Legge di Stabilità alla prova dei fatti

Negli ultimi anni si è assistito ad una continua, se pur moderata, diminuzione del carico fiscale che grava sui contribuenti italiani, arrivando ad un livello del 42% nel 2018. Ci aspettava che da un governo dichiaratamente populista venisse una ulteriore spinta in questa direzione, ma la direzione presa dall’esecutivo è andata in direzione totalmente opposta come dichiarato dal Presidente dell’Ufficio Parlamentare di Bilancio (Upb) Giuseppe Pisauro. Nell’audizione di giovedì 27 dicembre 2018 ha esposto i dati che dimostrano come nel 2019 la pressione fiscale aumenterà dal 42,4%; salendo ulteriormente al 42,8% nel 2020 e calando al 42,5% nel 2021; il tutto al netto della possibile attuazione delle clausole di salvaguardia.

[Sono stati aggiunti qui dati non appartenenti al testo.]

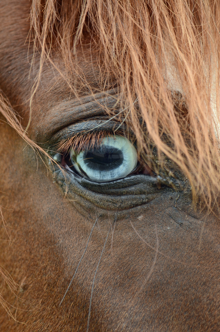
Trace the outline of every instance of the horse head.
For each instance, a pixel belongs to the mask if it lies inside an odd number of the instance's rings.
[[[1,4],[0,330],[218,330],[219,1]]]

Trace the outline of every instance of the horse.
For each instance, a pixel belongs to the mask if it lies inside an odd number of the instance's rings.
[[[219,0],[8,0],[0,330],[216,331]]]

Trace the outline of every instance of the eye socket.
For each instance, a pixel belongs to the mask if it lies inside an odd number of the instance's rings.
[[[72,150],[70,161],[81,175],[99,182],[126,176],[138,163],[136,149],[125,137],[109,135],[98,146],[78,151]]]

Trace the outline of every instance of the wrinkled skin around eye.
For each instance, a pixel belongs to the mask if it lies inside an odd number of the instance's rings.
[[[99,146],[79,153],[72,151],[70,158],[80,174],[98,182],[125,177],[135,168],[138,162],[134,146],[127,138],[118,135],[108,136]]]

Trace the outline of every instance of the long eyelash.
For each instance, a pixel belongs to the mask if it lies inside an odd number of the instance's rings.
[[[103,130],[78,133],[60,141],[57,144],[55,149],[57,152],[65,154],[70,148],[78,151],[90,149],[98,146],[103,139],[108,135],[114,134],[115,133]],[[123,133],[120,131],[117,131],[117,135],[123,135]]]

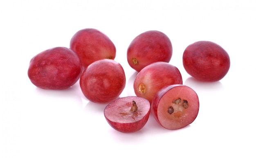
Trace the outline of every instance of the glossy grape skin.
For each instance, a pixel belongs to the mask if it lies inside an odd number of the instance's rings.
[[[230,66],[227,53],[220,46],[201,41],[188,46],[183,53],[183,64],[187,73],[202,81],[213,82],[222,79]]]

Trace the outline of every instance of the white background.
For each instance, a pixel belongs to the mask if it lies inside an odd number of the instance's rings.
[[[0,157],[256,157],[256,8],[254,0],[1,1]],[[166,34],[173,46],[170,63],[199,96],[195,120],[172,131],[150,116],[141,130],[122,133],[106,121],[106,104],[89,101],[78,82],[61,91],[33,85],[31,59],[69,47],[86,28],[103,32],[116,47],[115,60],[126,77],[120,97],[135,95],[137,72],[126,58],[130,42],[150,30]],[[183,67],[186,47],[202,40],[229,55],[229,71],[219,81],[195,81]]]

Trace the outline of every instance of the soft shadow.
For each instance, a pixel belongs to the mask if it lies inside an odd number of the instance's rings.
[[[127,88],[127,94],[128,96],[133,96],[135,95],[135,92],[134,92],[134,89],[133,88],[133,83],[134,82],[134,80],[138,73],[139,72],[137,71],[135,72],[128,79],[126,85]]]
[[[89,101],[85,106],[83,111],[86,113],[103,113],[104,109],[108,103],[100,103]]]
[[[36,87],[34,92],[37,95],[49,98],[49,100],[59,99],[60,102],[72,100],[74,103],[73,105],[76,104],[81,108],[83,103],[79,88],[80,87],[78,87],[76,83],[72,86],[61,90],[45,90]]]
[[[202,92],[218,91],[224,89],[223,85],[219,81],[216,82],[204,82],[198,80],[193,77],[187,78],[184,84],[195,90],[200,90]]]

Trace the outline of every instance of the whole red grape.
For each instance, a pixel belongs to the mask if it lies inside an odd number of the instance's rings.
[[[77,54],[84,67],[101,59],[114,59],[116,56],[114,43],[95,29],[85,29],[76,33],[70,40],[70,47]]]
[[[151,30],[142,33],[131,42],[127,49],[127,61],[138,72],[157,61],[169,62],[173,54],[171,40],[163,33]]]
[[[136,96],[151,102],[155,94],[166,86],[182,84],[179,69],[164,61],[158,61],[146,66],[136,76],[133,88]]]
[[[83,94],[90,101],[108,103],[117,99],[124,90],[125,74],[120,64],[112,59],[103,59],[86,68],[80,83]]]
[[[197,42],[188,46],[183,53],[183,63],[189,74],[206,81],[220,80],[230,66],[227,52],[218,44],[206,41]]]
[[[65,47],[55,47],[37,54],[30,60],[28,75],[36,86],[43,89],[68,88],[79,79],[82,63],[76,53]]]

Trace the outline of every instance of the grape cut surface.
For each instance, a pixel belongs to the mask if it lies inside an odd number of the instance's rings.
[[[151,111],[157,121],[169,129],[183,128],[195,119],[199,110],[197,94],[183,85],[166,86],[155,95]]]

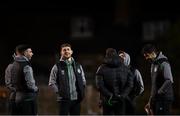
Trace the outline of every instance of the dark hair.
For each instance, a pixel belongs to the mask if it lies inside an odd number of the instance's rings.
[[[118,55],[119,55],[119,54],[121,54],[121,53],[124,53],[124,51],[122,51],[122,50],[119,50],[119,51],[118,51]]]
[[[19,52],[20,54],[23,54],[23,52],[26,51],[28,48],[31,48],[31,47],[26,44],[20,44],[16,46],[15,52]]]
[[[63,47],[70,47],[70,48],[71,48],[71,44],[69,44],[69,43],[64,43],[64,44],[62,44],[60,50],[61,50]]]
[[[142,54],[158,52],[157,47],[154,44],[145,44],[142,48]]]
[[[116,50],[114,48],[107,48],[106,57],[113,57],[113,56],[118,56]]]

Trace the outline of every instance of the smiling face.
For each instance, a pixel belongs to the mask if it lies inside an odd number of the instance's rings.
[[[152,52],[152,53],[144,53],[144,58],[146,60],[151,60],[153,61],[155,58],[156,58],[156,53],[155,52]]]
[[[29,60],[31,60],[33,56],[33,52],[31,48],[28,48],[27,50],[24,51],[24,56],[26,56]]]
[[[71,47],[69,47],[69,46],[65,46],[65,47],[61,48],[61,53],[60,54],[61,54],[61,57],[63,59],[71,58],[72,53],[73,53],[73,51],[72,51]]]

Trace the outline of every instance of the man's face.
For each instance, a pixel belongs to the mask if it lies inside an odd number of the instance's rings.
[[[31,48],[28,48],[25,52],[24,52],[24,56],[26,56],[29,60],[32,58],[33,56],[33,52]]]
[[[144,58],[149,61],[153,61],[156,58],[156,54],[152,53],[144,53]]]
[[[70,47],[63,47],[61,48],[61,56],[64,59],[69,59],[72,56],[73,51]]]

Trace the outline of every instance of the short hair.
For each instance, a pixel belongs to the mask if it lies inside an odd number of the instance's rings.
[[[119,51],[118,51],[118,55],[119,55],[119,54],[121,54],[121,53],[124,53],[124,51],[122,51],[122,50],[119,50]]]
[[[69,43],[64,43],[61,45],[60,50],[62,50],[63,47],[70,47],[71,48],[72,46]]]
[[[16,46],[15,52],[19,52],[20,54],[23,54],[23,52],[26,51],[28,48],[31,48],[31,46],[27,44],[20,44]]]
[[[154,44],[145,44],[142,48],[142,54],[145,53],[152,53],[152,52],[158,52],[157,47]]]
[[[106,49],[106,57],[118,56],[117,51],[114,48]]]

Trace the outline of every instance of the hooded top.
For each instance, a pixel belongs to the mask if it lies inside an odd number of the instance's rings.
[[[124,52],[125,58],[124,58],[124,64],[128,67],[130,67],[130,55],[126,52]],[[138,85],[140,86],[140,90],[138,90],[139,93],[137,93],[137,95],[141,94],[144,91],[144,83],[143,83],[143,79],[141,76],[141,73],[139,72],[138,69],[133,69],[131,68],[132,72],[134,72],[135,75],[135,79],[137,81],[137,83],[139,83]]]

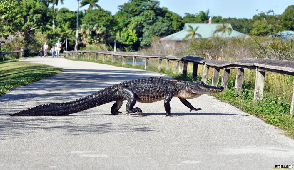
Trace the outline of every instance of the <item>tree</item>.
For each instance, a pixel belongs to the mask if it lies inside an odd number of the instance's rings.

Il Presidente Pisauro ha anche evidenziato i forti rischi sistemici sul futuro dati da calcoli della crescita del pil particolarmente ottimistici e dalla quasi impossibilità di sterilizzare 29 miliardi di aumenti iva previsti dalle clausole di salvaguardia solo con tagli alla spesa. Notevoli anche i dubbi sulla crescita del pil prevista dal governo, come anche evidenziato da tutti gli organi economici mondiali, la manovra messa in atto con la legge di stabilità, a fronte di un previsto aumento degli investimenti pari a 1,4 miliardi di euro, ha prodotto un calo di circa 1 miliardo, con evidenti contraccolpi sul pil.

Andando a fare le pulci alla manovra si nota come le promesse di revisione del bilancio siano tragicamente naufragate sull’altare delle promesse elettorali, a fronte di appena 1,4 miliardi di spending review, sono state messi a bilancio € 51 miliardi di spese a debito, che porteranno, a spread stabile, il conto degli interessi da pagare a quota € 82,7 miliardi. Per far quadrare i conti si è tagliata la dotazione per l’istruzione che passa da 48 a 44 miliardi in 3 anni; i fondi per lo sviluppo che calano dai 24,7 miliardi del 2019 ai 19,6 del 2021 con 2,3 miliardi sottratti a Industria 4.0. Ben poca cosa viene dalla lotta all’immigrazione, cavallo di battaglia della Lega, nei prossimi 3 anni il risparmio sarà di appena 400 milioni; tagliata anche la tutela paesaggistica di 800 milioni; il soccorso civile quasi dimezzato; il sostegno alla ricostruzione praticamente azzerato e la protezione civile che vede il bilancio dimezzato.

La Quota 100 produce anche l’effetto psicologico di far schizzare la spesa previdenziale oltre quota 100 miliardi, portandola da 96,4 a 100,2 nel 2021; il capitolo pensioni in particolare sale da 84,9 a 88,7 miliardi. Positivamente da valutare l’aumento un miliardo per le disabilità nell’arco del triennio; negativamente i 4 miliardi di rimborsi fiscali da parte dello stato che verranno a mancare da qui al 2021. Malgrado gli scontri continui con le istituzioni europee, aumentano i contributi versati da 20,8 a 23,9 miliardi, ed anche i trasferimenti agli enti locali vedono oltre 1 miliardo di aggiunta. Nell’ambito del programma mobilità in partnership con le Ferrovie dello Stato e Anas, vengono raddoppiati i fondi per le infrastrutture da 3,6 a 7,2 miliardi e 1,3 miliardi vengono destinati al trasporto pubblico.

Tirando le somme quello che rimane è un forte incremento delle spese correnti con briciole destinate agli investimenti, una tagliola sul debito pubblico nei prossimi 3 anni che rappresenta un pagherò per le generazioni future, a fronte della speranza che le misure introdotte inneschino un circuito virtuoso sul pil andando a sterilizzare le clausole di salvaguardia. Un ottimismo che pare azzardato a fronte della recessione (si definisce tale quando si hanno due trimestri consecutivi a saldo negativo come ora) in atto e di una crescente sfiducia negli operatori internazionali verso il nostro paese che causa tensioni sullo spread alimentando la crescita della spesa per interessi, giunta quasi alla pari del conto pensionistico.